If you do a site command [site:www.linkedin.com] for LinkedIn on Google, you will see that it is not showing up in the search results. It seems that Google has de-indexed main www results for LinkedIn from the search results. The profile links in the knowledge graphs of people have also been disappeared.
The LinkedIn disappearance happened for around 10 hours in total, from early morning to mid-afternoon on Wednesday. The site was accessible as it wasn’t down but de-indexed from Google, but de-indexing from the search engine must have got a significant drop in traffic of the professional website.
Reason Behind This?
After this, many questions are arriving in our mind that how did this happen? There’s no official statement from Google or LinkedIn at the time, but there are few explanations that might be the reason.
1. Disallowed Crawling via Robots.txt?
LinkedIn might’ve disallowed crawling with a robot.txt. The block from the robot.txt file can create this de-indexing from the search engine. However, blocking websites using robot.txt isn’t that much immediate as it happened with LinkedIn.

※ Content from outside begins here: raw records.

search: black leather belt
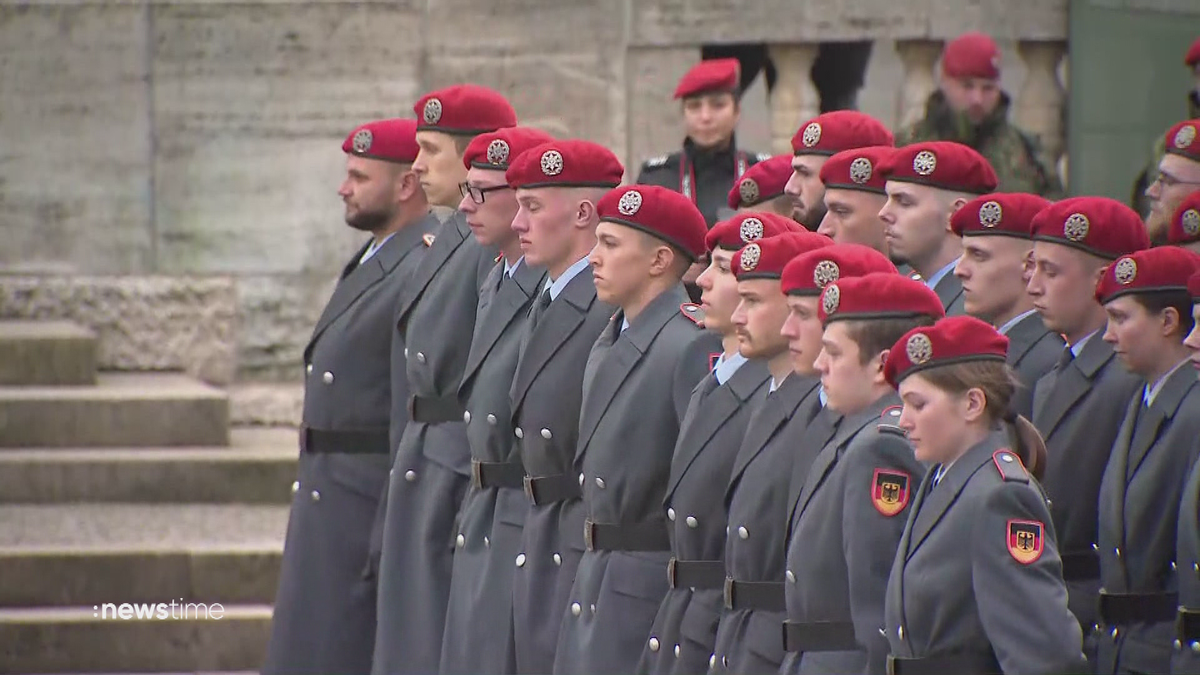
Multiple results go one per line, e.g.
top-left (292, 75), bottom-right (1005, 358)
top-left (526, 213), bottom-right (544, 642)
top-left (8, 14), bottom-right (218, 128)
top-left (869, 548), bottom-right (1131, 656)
top-left (888, 653), bottom-right (1002, 675)
top-left (470, 458), bottom-right (524, 490)
top-left (1100, 590), bottom-right (1180, 626)
top-left (1062, 551), bottom-right (1100, 581)
top-left (1175, 607), bottom-right (1200, 644)
top-left (725, 578), bottom-right (787, 611)
top-left (667, 557), bottom-right (725, 589)
top-left (583, 520), bottom-right (671, 551)
top-left (784, 621), bottom-right (863, 652)
top-left (408, 395), bottom-right (464, 424)
top-left (300, 426), bottom-right (391, 455)
top-left (522, 473), bottom-right (583, 506)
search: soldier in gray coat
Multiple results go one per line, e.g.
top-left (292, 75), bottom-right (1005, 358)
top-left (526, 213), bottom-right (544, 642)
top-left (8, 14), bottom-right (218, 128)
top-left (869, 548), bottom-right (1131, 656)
top-left (878, 141), bottom-right (997, 316)
top-left (638, 213), bottom-right (799, 675)
top-left (1171, 267), bottom-right (1200, 675)
top-left (781, 257), bottom-right (942, 674)
top-left (554, 186), bottom-right (720, 675)
top-left (1027, 197), bottom-right (1150, 638)
top-left (705, 227), bottom-right (833, 673)
top-left (372, 85), bottom-right (516, 675)
top-left (440, 126), bottom-right (551, 675)
top-left (497, 141), bottom-right (625, 675)
top-left (950, 192), bottom-right (1064, 419)
top-left (883, 316), bottom-right (1086, 674)
top-left (1096, 246), bottom-right (1200, 674)
top-left (263, 120), bottom-right (437, 674)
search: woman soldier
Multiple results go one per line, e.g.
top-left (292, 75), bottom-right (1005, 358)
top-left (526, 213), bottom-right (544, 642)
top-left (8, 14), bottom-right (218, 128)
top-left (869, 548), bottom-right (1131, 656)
top-left (884, 316), bottom-right (1086, 675)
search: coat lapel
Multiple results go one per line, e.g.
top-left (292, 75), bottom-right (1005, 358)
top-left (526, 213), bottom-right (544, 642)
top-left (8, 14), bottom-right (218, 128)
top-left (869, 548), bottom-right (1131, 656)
top-left (907, 431), bottom-right (1007, 557)
top-left (725, 374), bottom-right (821, 502)
top-left (458, 262), bottom-right (546, 394)
top-left (575, 286), bottom-right (686, 459)
top-left (396, 211), bottom-right (472, 325)
top-left (511, 268), bottom-right (598, 414)
top-left (1034, 333), bottom-right (1115, 438)
top-left (667, 360), bottom-right (770, 497)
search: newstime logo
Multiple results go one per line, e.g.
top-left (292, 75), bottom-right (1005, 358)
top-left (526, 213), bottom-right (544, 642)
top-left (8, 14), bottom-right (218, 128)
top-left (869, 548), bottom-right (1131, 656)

2. LinkedIn May Have Removed non-https version of the website
John Mueller tweeted this morning, possibly, indirectly aiming LinkedIn by saying,
“Removing the “http://” version of your site will remove all variations(http/https/www/non-www). Don’t use the removal tools for canonicalization.”
It indicates that LinkedIn might’ve removed the non-https version of its site.
This is a strange but interesting event in the SEO world. We will link back and remember this incident as it happened.